The successful candidate for the Security Operations Center (SOC) Engineer role will help coordinate and report on cyber incidents impacting Avalara’s products, services, and Enterprise infrastructure. You will work with world class staff and tools to identify, monitor, and address attacks and malware, while participating in building a next-generation Security Operations Center (SOC).
You’ll be responsible for assessing ambiguous situations and data, apply security concepts, determine legitimacy, and lead investigations through closure. You will apply your strong enterprise IT background by analyzing data from Avalara’s ecosystem of tools, systems, and architectures to assist in incident response, threat hunting, and data analysis. This role involves critical responsibilities within Incident Response procedures that must continue to be performed during crisis situations.

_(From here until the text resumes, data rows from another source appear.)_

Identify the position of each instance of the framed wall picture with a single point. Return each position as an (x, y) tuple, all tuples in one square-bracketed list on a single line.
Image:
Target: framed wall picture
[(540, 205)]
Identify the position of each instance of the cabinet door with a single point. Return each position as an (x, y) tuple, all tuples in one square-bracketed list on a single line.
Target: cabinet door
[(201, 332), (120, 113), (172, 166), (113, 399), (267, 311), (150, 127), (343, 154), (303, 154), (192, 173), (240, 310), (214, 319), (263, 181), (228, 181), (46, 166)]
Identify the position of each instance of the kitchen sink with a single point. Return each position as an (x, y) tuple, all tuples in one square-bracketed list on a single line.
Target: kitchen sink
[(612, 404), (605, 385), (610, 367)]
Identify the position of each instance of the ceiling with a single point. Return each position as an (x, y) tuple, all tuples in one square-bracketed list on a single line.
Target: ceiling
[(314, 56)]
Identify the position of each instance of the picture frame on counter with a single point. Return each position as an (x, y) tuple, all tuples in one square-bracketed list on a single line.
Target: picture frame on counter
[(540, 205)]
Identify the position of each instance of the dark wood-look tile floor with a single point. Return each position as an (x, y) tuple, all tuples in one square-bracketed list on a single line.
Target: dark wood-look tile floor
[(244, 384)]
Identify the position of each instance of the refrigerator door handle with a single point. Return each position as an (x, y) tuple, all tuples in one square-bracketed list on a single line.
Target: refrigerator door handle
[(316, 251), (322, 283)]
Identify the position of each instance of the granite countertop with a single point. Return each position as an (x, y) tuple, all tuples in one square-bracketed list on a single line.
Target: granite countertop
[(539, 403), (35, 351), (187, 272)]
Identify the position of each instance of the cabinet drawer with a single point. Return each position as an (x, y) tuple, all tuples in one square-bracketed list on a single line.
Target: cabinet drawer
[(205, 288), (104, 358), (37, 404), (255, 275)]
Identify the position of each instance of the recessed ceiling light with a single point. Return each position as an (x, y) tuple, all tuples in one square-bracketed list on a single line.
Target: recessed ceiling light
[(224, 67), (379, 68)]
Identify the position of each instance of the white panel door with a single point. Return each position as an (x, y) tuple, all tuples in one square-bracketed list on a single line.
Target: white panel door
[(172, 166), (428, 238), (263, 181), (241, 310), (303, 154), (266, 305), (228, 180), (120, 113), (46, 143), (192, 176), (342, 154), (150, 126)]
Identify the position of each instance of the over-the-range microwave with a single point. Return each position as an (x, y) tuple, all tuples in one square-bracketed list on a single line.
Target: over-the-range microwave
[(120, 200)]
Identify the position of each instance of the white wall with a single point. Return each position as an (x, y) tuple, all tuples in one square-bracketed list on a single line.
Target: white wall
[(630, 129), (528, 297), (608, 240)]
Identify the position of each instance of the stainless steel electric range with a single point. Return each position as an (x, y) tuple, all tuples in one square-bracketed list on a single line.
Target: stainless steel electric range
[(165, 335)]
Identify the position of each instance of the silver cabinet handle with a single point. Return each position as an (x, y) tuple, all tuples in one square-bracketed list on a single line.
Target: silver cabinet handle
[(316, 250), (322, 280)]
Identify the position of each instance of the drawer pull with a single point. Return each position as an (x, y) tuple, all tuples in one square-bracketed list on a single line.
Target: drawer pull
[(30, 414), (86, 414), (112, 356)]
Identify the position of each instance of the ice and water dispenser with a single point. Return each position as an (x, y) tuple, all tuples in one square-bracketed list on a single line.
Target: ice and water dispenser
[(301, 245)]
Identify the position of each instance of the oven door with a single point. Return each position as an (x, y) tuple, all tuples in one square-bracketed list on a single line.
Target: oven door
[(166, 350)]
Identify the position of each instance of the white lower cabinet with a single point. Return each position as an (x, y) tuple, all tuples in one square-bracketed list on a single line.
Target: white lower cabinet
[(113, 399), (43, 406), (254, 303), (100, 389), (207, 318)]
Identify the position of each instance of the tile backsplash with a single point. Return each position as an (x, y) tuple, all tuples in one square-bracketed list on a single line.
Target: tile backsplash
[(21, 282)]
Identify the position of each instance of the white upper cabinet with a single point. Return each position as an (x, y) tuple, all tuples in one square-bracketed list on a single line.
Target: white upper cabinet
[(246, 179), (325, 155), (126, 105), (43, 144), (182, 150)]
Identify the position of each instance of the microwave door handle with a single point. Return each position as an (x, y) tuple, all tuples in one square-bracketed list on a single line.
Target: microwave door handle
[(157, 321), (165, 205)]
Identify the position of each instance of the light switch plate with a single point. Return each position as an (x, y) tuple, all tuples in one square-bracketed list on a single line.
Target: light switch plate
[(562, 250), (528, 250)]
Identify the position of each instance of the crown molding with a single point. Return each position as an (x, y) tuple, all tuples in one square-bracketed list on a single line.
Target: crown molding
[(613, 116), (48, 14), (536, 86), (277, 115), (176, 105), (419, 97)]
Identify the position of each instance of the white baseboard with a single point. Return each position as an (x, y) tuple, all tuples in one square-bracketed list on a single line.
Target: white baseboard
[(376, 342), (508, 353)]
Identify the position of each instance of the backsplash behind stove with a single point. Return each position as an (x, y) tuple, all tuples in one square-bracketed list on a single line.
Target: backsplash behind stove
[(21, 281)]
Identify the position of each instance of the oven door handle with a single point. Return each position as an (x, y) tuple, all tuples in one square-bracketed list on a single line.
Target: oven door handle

- Responsible for working in a 24x7 Security Operation Center (SOC) environment.
- Provide analysis and trending of security log data from a large number of heterogeneous security devices.
- Provide Incident Response (IR) support when analysis confirms actionable incident.
- Provide threat and vulnerability analysis as well as security advisory services.
- Analyze and respond to previously undisclosed software and hardware vulnerabilities
- Investigate, document, and report on information security issues and emerging trends.
- Integrate and share information with other analysts and other teams.
- Other tasks and responsibilities as assigned.
- Knowledge of various security methodologies and processes, and technical security solutions (firewall and intrusion detection systems).
- Knowledge of TCP/IP Protocols, network analysis, and network/security applications.
- Knowledge of common Internet protocols and applications.
- Familiarity using SIEM and other log aggregation and correlation tools
- Excellent written, verbal and presentation skills are required
- Strong analytical and organizational skills are essential and required
- Must be able to work autonomously as well as in team environments, often in stressful, high impact situations
- 1+ years' experience as a Security/Network Administrator or equivalent knowledge.
- Experience with a variety of cloud providers such as AWS
- Experience scripting and SQL knowledge highly desirable.
- GCIA, GCIH, or other related certifications.